Child sex tourism in Kerala

“This exploitation of children is shameful in a state such as Kerala which boasts 100 per cent literacy, political awareness, and steps taken to empower women.”

–   Sugathakumari, chairperson of the State Women’s

Kerala is another tourist destination that has been plagued by the evil of child sex tourism. The trade has been flourishing in a few cities in Kerala. The predators prefer children as they believe there is a lesser risk of spreading HIV-AIDS through them.

Role of citizens and media

The government of India along with the civil society organization, citizens, and the media are responsible to safeguard children from sexual abuse, particularly in areas where tourism is prominent and children are more vulnerable to be abused. The family is the first and foremost agent of society in a child’s life and hence it is important that it sensitizes the child about the issue and acts with compassion and sympathy. In Sri Lanka, the media played an important role and was successful in spreading awareness about the issue. The media should be vigilant and should regularly alert parents about the circulation of any pornographic material. Highlighting the issue can also force the government to acknowledge the problem and do something about it. The citizens, especially those living in tourist spots should be alert about their surroundings and should caution the police, in case they come across any suspicious tourists with children.

Conclusion

India is shrouded in secrecy, unwilling to talk about the issues that make it uncomfortable. The evil of child sex tourism is on the rise, however, little is being done to mitigate it and spread awareness about the same. Globalisation, which has made the world more interconnected has only added to the menace. The economic benefits of tourism have led Indian states to include it in their development strategies, while conveniently ignoring the social costs of child sex tourism that come with it. 

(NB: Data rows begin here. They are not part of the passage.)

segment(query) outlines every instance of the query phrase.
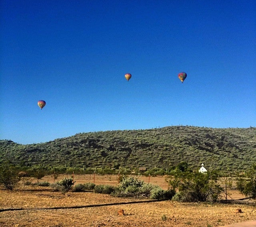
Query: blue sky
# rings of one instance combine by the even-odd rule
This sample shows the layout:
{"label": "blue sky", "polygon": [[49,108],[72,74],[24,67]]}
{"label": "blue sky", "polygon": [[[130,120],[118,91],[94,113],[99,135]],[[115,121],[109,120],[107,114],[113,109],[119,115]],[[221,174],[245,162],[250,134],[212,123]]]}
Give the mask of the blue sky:
{"label": "blue sky", "polygon": [[256,126],[254,0],[1,4],[1,139]]}

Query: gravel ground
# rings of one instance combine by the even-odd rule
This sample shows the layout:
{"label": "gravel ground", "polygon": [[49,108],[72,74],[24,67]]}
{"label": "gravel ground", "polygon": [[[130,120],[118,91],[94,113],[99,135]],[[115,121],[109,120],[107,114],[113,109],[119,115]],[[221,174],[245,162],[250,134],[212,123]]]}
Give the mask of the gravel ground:
{"label": "gravel ground", "polygon": [[[236,212],[241,209],[242,212]],[[123,209],[124,215],[117,211]],[[92,193],[63,195],[50,189],[0,190],[1,227],[213,227],[253,221],[251,204],[120,198]]]}

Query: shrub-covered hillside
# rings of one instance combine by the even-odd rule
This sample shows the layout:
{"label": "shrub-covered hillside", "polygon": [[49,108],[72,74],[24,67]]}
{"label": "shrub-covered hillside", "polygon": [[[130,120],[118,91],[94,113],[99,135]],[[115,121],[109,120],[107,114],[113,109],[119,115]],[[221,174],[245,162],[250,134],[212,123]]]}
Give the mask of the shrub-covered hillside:
{"label": "shrub-covered hillside", "polygon": [[0,164],[25,166],[168,168],[185,161],[192,167],[242,171],[256,162],[256,128],[169,126],[78,133],[47,143],[0,140]]}

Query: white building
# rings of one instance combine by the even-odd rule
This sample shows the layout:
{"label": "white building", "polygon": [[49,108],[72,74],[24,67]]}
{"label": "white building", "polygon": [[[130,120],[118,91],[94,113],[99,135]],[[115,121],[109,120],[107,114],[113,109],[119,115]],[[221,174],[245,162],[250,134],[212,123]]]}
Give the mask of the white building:
{"label": "white building", "polygon": [[205,173],[206,172],[207,169],[204,167],[204,164],[202,163],[201,165],[201,168],[200,168],[200,169],[199,170],[199,172],[202,173]]}

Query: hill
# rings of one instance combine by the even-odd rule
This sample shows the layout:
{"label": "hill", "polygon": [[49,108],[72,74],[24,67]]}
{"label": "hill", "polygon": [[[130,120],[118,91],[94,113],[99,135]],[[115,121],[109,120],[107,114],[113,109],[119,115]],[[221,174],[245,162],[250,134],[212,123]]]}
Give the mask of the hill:
{"label": "hill", "polygon": [[192,167],[241,172],[256,162],[256,127],[188,126],[81,133],[40,144],[0,140],[0,164],[21,166],[168,168],[181,161]]}

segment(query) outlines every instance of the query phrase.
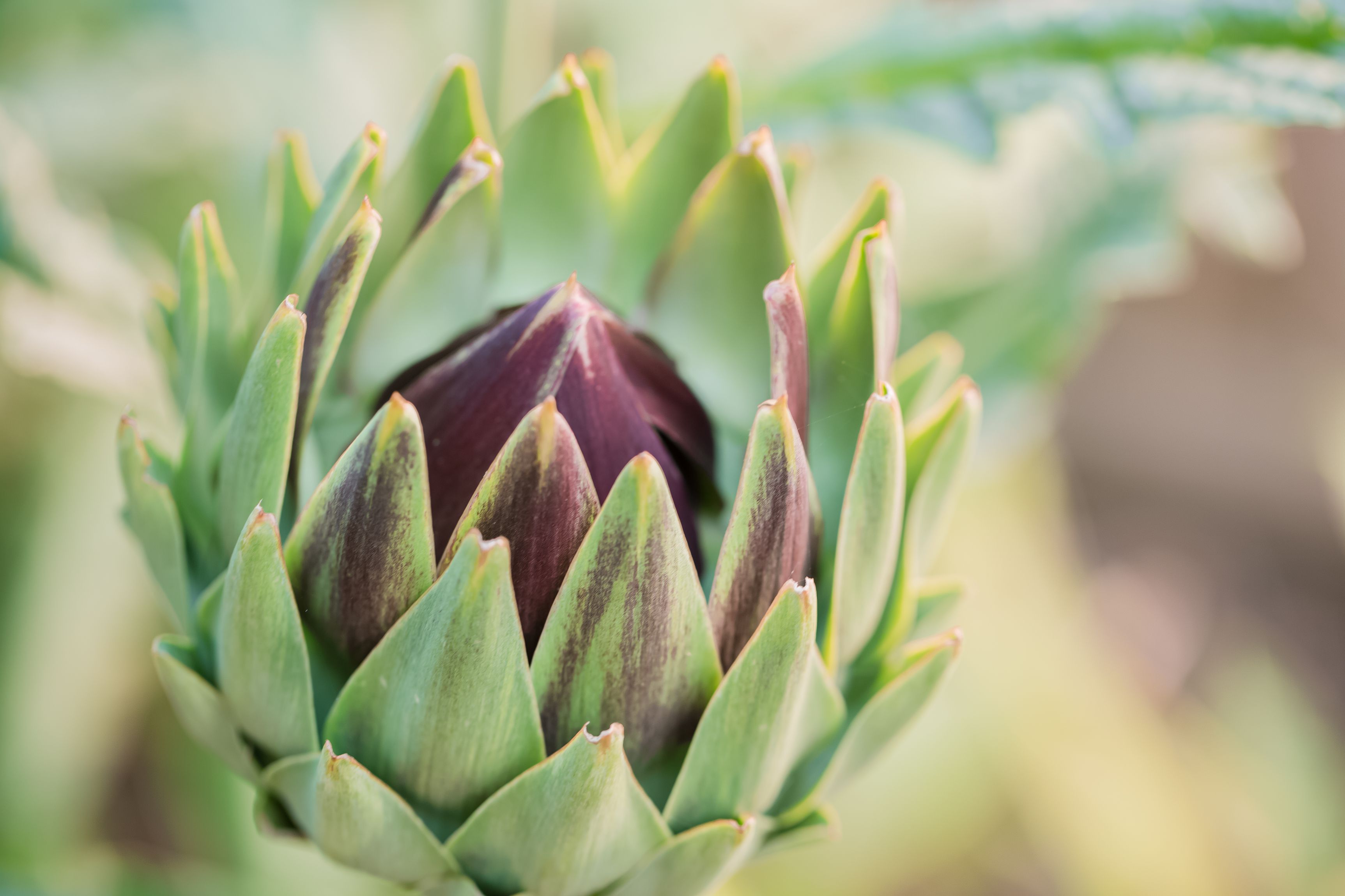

It is recommended that education be used as a tool to keep these children from falling into the traps of middlemen and pimps, children from a young age should be made aware of such practices and their consequences. Children who have been victims of child sex tourism should be provided with counselling and a chance to live their life with dignity. While the Central government should work on strict and better enforcement of already formulated laws to deter the offenders, state governments should cater to the special needs, depending on the extent and severity of the crime, and formulate such laws as necessary. The public should be made aware so that parents can ensure that their children do not fall into these traps. It is high time for India to pull up its socks and fight this evil ruining the fates of its young.